Jessica Young said she and family members escaped recent flooding with one vehicle and the clothes they were wearing.
"It's just a real stressful situation, but we'll try to make the best of it," she said, adding that they spent three nights in a motel before coming to a Red Cross shelter on May 26.
As many as 20 Fort Gibson residents have come to the Red Cross shelter at First Baptist Church, said shelter manager Tommy Byerly. He said on Friday the number was down to 13.
"Some of them have been staying with family, some of them were power outages and they've got power restored," he said. "Most of them have been here since Saturday, the 25th."
Byerly said the shelter will be open as long as needed. The church has showers in men's and women's restrooms.
"The church has been wonderful," he said. "They have helped buy dinners, and we've been preparing them. We've had all kinds of donations from the community and from the church."
Young said the family will be at the shelter "until we can find a place to live."
"Or till our water subsides and we're able to work on our property," she said.
Young's father, Steve McManus, who lived next door, said their homes were completely underwater. He said on Friday that the water had come down by 3 feet.

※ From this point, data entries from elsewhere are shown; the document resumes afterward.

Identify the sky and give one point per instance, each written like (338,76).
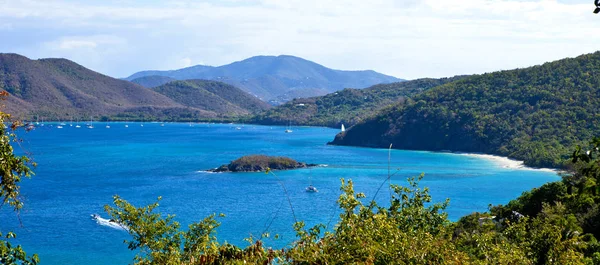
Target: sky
(408,39)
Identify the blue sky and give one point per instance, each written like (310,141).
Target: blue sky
(407,39)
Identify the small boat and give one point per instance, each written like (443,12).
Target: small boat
(91,124)
(310,187)
(109,223)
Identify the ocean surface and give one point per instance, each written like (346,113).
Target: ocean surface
(79,170)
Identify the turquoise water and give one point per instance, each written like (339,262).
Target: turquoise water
(81,169)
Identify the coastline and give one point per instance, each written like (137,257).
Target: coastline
(508,163)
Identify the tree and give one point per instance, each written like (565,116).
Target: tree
(12,170)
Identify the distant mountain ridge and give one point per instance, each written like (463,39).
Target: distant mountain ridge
(152,81)
(535,114)
(272,77)
(61,89)
(212,96)
(348,106)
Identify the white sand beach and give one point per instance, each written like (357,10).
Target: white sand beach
(506,162)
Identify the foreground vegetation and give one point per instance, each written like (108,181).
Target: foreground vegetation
(12,170)
(554,224)
(534,114)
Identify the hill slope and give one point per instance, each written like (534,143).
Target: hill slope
(271,77)
(62,88)
(152,80)
(534,114)
(212,96)
(348,106)
(56,89)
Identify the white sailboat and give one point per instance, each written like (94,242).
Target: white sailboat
(310,187)
(91,125)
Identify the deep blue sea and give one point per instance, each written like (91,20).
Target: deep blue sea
(79,170)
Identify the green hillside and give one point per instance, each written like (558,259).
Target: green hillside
(212,96)
(533,114)
(152,80)
(59,89)
(348,106)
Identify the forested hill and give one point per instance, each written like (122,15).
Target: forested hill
(59,89)
(273,78)
(212,96)
(348,106)
(152,80)
(534,114)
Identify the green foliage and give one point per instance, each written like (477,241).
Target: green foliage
(213,96)
(534,114)
(348,106)
(260,163)
(160,240)
(12,169)
(412,230)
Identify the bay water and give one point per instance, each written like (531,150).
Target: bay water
(80,169)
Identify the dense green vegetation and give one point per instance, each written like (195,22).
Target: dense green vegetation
(253,163)
(348,106)
(557,224)
(275,78)
(12,170)
(533,114)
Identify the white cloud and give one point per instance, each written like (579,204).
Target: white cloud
(408,39)
(76,44)
(185,62)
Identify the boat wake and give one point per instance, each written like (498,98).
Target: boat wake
(109,223)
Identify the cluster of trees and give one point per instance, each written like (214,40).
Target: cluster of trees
(534,114)
(348,106)
(261,163)
(12,170)
(555,224)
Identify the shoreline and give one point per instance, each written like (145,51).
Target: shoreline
(505,162)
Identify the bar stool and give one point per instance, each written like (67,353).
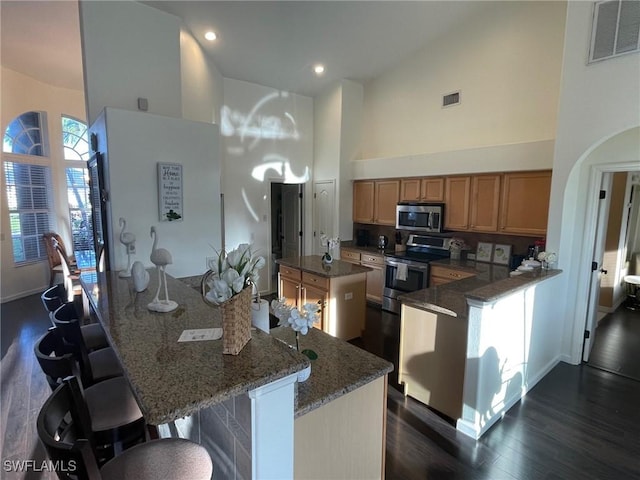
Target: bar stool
(93,335)
(64,412)
(96,365)
(114,416)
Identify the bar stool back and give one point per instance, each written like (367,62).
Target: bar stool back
(66,441)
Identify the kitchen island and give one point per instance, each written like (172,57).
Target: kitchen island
(339,288)
(465,345)
(233,405)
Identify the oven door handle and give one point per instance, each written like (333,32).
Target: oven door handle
(410,265)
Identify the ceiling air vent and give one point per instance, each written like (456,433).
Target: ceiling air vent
(451,99)
(616,29)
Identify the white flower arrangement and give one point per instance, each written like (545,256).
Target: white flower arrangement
(330,243)
(547,258)
(231,272)
(299,320)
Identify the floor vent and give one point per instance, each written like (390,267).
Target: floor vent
(451,99)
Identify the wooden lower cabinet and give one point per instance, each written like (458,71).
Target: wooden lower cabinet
(344,438)
(375,278)
(342,300)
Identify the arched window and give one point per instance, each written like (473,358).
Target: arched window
(28,186)
(25,135)
(75,139)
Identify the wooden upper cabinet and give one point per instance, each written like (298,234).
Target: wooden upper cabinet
(422,189)
(432,189)
(525,203)
(485,203)
(363,192)
(410,190)
(387,194)
(456,198)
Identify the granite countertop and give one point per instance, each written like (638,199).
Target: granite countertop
(339,369)
(313,264)
(350,245)
(171,379)
(490,284)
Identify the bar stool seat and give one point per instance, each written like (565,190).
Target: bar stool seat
(174,458)
(104,364)
(111,404)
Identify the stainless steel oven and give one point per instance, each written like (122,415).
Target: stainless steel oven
(408,271)
(402,276)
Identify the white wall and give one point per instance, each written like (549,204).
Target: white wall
(597,102)
(130,50)
(260,126)
(136,143)
(337,142)
(20,94)
(506,63)
(201,82)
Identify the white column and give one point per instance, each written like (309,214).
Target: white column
(272,416)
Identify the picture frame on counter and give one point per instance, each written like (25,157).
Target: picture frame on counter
(484,252)
(501,254)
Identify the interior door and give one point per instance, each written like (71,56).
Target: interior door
(291,202)
(324,194)
(597,272)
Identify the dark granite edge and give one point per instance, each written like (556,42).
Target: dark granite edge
(501,288)
(355,269)
(230,393)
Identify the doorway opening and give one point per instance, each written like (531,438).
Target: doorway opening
(616,239)
(286,225)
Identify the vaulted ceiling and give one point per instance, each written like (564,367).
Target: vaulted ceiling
(269,43)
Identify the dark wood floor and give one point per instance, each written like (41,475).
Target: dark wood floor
(577,423)
(616,347)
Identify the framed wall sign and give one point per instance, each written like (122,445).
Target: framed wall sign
(501,254)
(484,252)
(170,192)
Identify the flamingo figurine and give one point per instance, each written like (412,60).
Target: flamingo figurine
(128,239)
(161,257)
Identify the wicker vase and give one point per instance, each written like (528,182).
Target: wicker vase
(236,322)
(236,318)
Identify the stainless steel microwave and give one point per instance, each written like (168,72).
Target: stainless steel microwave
(420,217)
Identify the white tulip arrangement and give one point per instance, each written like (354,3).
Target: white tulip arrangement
(232,272)
(299,320)
(547,258)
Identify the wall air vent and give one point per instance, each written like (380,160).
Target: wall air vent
(451,99)
(616,29)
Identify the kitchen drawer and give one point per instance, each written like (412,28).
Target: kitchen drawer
(350,256)
(449,274)
(292,273)
(372,259)
(315,280)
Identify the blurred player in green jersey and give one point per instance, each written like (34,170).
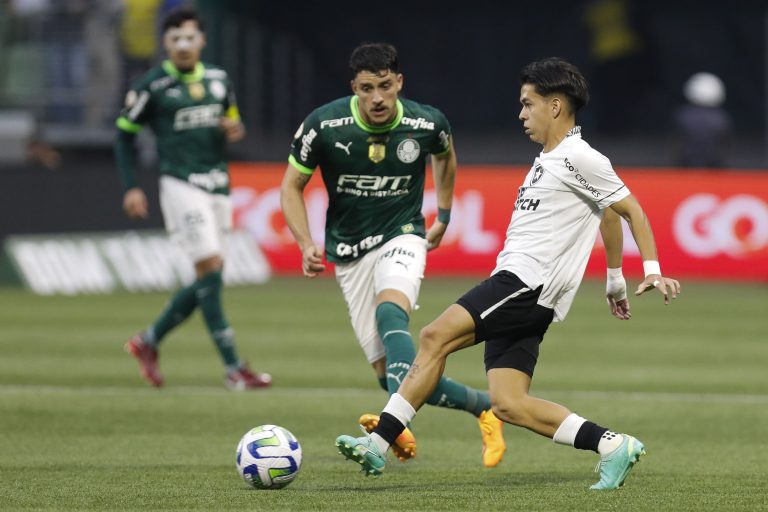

"We have four vehicles underwater, two tractors," he said. "We saved our dog and three chickens."
McManus said their dog found refuge at a friend's house.
Young said she lived with her daughter and brother in one house. McManus lived with his wife, his mother and a son.
McManus, who works in the insulator/heater industry, said he has not returned to work because the two families need that one vehicle.
"I can't leave everybody stranded," he said.
Swollen waters from the Arkansas, Verdigris and Grand rivers continued to isolate Fort Gibson and Braggs from the rest of the county on Friday. U.S. 62 west of Lee Street remained blocked. Poplar Street west of town remained covered with water as far as the eye could see.
Volunteers at the Fort Gibson Emergency Resource Center have scurried to help people in Braggs and Okay, as well as Fort Gibson. Donated diapers, cleaning supplies, food, clothing and other items fill an old high school gym, making it look like a busy discount store.
Center manager Haley Norman said she could not figure how many have been helped.
"We're serving the town of Braggs. We're sending multiple loads a day to them," Norman said. "We're sending food, water, toiletries, medications. We're taking two large truckloads by rail."
She said about 20 volunteers help at any given time. The community has helped keep the Resource Center stocked.
"As soon as it gets full, it goes back out again," she said. "If we were to not get anything else, we would be out within three to four days because of the need."
She said she does not know how long that need will last.
"But we need to keep it up because we're here for the long haul," she said. "Right now, we're estimating a minimum of 30 days, through clean-up and rebuild."
She said the main need now is new packages of socks and underwear of all sizes, plus cleaning supplies. The Resource Center also has a refrigerator/freezer, so donations of milk, meats and eggs also are welcomed.
Bonnie Brown, who picked up food and supplies at the center, said she lost electrical power at her home for three days. She said all her food, including a deep freeze full of meat, was ruined.
"Other than that, we're doing all right," she said. "It could have been a lot worse."
She said it feels wonderful the center helps people in need.
Flooding prompted the Fort Gibson Chamber of Commerce to postpone the Historic Auto Show, originally set for June 7 and 8, until September.